Many people are shocked that speechwriters exist. At first they think it’s a dubious trade. Why can’t top people write their own speeches? Later in the conversation it can be a problem explaining what we do and how we do it.
We asked members of the European Speechwriter Network to take part in a competition to come up with their own definition of what they do.
A speechwriter makes sure that when the speaker finishes, the audience applauds.
Harold Gordon
Being a speechwriter means you have to understand the detail but be willing to only use a fraction of it – just enough to explain the essential message. You have to take a dry subject and inspire emotions and action. And you have to do all this without ever appearing on stage yourself.
Imagine a box full of pieces from several jigsaw puzzles. Your job is to create a picture using just 100 of these pieces that will be recognisable, that will be memorable and that will change the way that a viewer thinks.
Just sometimes you have a topic, a message and a speaker that can amaze and inspire an audience. The real challenge for a speechwriter is approaching every speech as if it is one of those times.
Nicholas Wyke
A speechwriter helps transform ideas and concepts into words and context.
Ed McManus
A speechwriter uses the tools of rhetoric to apply lipstick to a pig and then teach it to tap-dance so elegantly that you think you are hearing words of wisdom instead of just ‘oink-oink-oink’.
Ben Duncan
What do I do as a speechwriter?
The best compliment I got years ago, was from a journalist who was surprised the speaker hadn’t written his own speech. ‘It was totally him, in every single word and gesture’.
That about sums it up: I help a speaker to make a story, tell a story and most of all… show a story. My work doesn’t stop with the last characters on paper, but when the characters have made the paper their own.
Drs. L.A. (Lodewijk) van Wendel de Joode
A speechwriter is a (marketing) copywriter who sells the ideas of the speaker, following the rules and sequence of persuasion to make a sale — i.e to get ‘buy in’ and action from the audience. The disciplines are the same for speechwriters and copywriters.
Phillip Khan-Panni
Being a political speechwriter is a career paradox… One must be an experienced and confident professional, but who is prepared to stay out of the limelight. One must be an adept networker, and yet prepared to spend days on end working alone. One must read reams and reams of information, and be able to craft it into three punchy bullet points. And above all, while being a communicator, one must be the best listener around.
Melanie Dunn
I would say that a speechwriter’s job is to keep lines of communication open: s/he is the only person who is paid not just to consider the interests and expectations of their employer, but also to consider the interests and expectations of their employer’s rivals and the general public within their employer’s organisation, and always through the particular lens of their employer’s policy evolution.
Louise Etchingham
A speechwriter is someone who puts better words in other people’s mouths.
Nigel Gould-Davies
Speeches are written by we few, we happy few, we band of brothers,
To be delivered to the people, not by the people,
Asking not what should be done for them, but telling them what they should do instead:
By using our blood, sweat and tears, to exhort them to give up their blood, sweat and tears.
For we have a dream.
And although we may have no intention of getting there with them. They, as a people, can get themselves to the promised land.
Lech Mintowt-Czyz
A speechwriter masters the art of drafting speeches so that they convey the message the speaker wants to transmit to his/her audience in the best possible way, often seeking and summarizing accurate information for this purpose, and finding the perfect wording to reach the listeners.
Martina Müller
Speechwriter: an artist with words in the pursuit of clarity of meaning.

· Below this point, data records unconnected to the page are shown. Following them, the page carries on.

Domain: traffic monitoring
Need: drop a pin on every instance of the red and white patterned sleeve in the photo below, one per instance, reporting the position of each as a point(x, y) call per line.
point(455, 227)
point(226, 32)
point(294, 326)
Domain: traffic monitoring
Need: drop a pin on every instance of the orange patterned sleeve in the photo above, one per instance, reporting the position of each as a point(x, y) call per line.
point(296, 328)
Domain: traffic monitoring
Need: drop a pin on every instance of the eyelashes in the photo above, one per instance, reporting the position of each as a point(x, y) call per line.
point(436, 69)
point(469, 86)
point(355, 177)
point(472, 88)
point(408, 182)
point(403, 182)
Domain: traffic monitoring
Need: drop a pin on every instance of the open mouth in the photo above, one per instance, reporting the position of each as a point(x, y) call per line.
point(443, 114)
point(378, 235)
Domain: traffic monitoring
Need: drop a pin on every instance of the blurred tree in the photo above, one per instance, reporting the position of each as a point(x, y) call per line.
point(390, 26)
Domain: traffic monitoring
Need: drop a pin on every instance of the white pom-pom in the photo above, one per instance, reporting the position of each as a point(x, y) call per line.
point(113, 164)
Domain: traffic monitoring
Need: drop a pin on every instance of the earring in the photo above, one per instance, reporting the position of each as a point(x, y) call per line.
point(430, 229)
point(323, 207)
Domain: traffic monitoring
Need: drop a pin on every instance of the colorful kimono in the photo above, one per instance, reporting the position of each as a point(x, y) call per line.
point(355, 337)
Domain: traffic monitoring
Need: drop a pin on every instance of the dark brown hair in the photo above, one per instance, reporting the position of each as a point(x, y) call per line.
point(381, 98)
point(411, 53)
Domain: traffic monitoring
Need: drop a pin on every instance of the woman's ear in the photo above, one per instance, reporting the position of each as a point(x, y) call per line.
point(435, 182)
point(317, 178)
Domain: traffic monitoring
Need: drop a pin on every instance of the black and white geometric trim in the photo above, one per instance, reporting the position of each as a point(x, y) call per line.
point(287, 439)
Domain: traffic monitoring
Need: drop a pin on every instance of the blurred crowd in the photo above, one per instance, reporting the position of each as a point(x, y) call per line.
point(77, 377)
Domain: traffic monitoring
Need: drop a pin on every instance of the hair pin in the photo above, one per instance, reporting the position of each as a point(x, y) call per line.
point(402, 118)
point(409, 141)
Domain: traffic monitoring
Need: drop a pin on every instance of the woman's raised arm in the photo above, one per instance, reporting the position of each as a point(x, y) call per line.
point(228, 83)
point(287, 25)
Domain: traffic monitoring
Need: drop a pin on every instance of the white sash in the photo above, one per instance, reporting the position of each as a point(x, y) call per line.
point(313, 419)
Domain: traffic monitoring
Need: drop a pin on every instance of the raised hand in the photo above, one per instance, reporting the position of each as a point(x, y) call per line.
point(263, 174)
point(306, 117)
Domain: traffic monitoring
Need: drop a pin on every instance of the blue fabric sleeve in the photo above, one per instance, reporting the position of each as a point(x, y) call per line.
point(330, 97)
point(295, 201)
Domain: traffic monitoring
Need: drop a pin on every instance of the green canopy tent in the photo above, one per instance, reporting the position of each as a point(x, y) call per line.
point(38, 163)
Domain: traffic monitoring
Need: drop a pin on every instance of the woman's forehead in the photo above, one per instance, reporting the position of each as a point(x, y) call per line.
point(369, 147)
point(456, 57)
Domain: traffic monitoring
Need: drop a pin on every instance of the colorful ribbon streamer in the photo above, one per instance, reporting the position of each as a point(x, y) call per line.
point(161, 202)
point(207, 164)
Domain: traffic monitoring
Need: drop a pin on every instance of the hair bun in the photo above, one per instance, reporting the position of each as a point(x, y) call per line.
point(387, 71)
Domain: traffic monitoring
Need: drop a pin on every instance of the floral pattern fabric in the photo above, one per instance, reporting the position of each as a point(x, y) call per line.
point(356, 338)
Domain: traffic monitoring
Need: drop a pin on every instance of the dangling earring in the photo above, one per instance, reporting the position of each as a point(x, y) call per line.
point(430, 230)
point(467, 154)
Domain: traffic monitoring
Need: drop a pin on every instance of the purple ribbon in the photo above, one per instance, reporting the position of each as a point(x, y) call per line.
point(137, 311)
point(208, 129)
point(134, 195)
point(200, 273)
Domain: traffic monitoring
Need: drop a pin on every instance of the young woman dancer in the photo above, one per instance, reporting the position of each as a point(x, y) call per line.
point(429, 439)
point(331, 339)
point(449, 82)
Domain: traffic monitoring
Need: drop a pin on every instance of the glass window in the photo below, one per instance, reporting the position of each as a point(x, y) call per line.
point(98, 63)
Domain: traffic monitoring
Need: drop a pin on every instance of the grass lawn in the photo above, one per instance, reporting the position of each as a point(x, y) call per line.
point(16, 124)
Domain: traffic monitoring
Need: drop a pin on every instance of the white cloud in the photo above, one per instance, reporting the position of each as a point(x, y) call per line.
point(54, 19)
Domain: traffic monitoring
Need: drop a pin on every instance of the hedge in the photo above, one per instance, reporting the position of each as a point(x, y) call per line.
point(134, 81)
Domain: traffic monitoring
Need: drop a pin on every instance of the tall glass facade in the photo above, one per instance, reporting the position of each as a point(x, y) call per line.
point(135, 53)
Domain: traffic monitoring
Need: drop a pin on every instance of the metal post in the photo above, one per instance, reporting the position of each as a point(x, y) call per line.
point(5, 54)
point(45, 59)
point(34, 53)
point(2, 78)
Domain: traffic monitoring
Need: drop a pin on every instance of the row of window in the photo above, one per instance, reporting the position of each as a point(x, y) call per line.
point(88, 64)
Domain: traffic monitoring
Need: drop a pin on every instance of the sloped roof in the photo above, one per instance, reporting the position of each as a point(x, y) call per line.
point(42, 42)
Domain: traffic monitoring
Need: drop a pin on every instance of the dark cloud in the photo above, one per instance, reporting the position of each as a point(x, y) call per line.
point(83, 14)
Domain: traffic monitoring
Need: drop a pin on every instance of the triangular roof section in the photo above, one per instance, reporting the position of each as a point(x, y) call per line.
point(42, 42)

A speechwriter clearly conveys the thoughts that are thought by the thinker, equipped with an artillery of literary devices such as cadence, evidence and assonance.
A speechwriter dispenses meaning, meaning the indispensable.
Helle Snellingen
A speechwriter writes speeches in partnership with an audience. The audience brings its assumptions, expectations and desires.
The speechwriter brings writing, rhythm and reasons. These are applied to a situation and the speechwriter writes a picture. What is the picture of? It is a picture of the audience – of how it might think and feel about the situation it is in.
A bad speechwriter writes a picture which shows the audience as it imagines itself to be. A good speechwriter writes a picture which shows the audience who they really are. A great speechwriter writes a picture which shows the audience what they might become. That is why a speechwriter can only be as great as the audience for whom they write. And so we say: Ask not what your speechwriters can do for you. Ask what you can do for your speechwriters.
Dr Alan Finlayson
Speechwriters rarely read beyond the opening line of an email; firmly believe that nothing good – such as winning a competition – will ever happen to them; and live in a state of near-constant fear that, yet again, their efforts will go unrewarded and that the plaudits and baubles will go instead to some unworthy foe.
Mark Stockwell
Speechwriters see stories in everything, and they see connections everywhere.
They don’t hijack people’s speeches, and they don’t manufacture words.
They see the whole picture – the speaker, the setting, the message and the audience.
They work to connect all four of those things.
Alison Reid
A speechwriter is someone who can make someone else sound like themselves.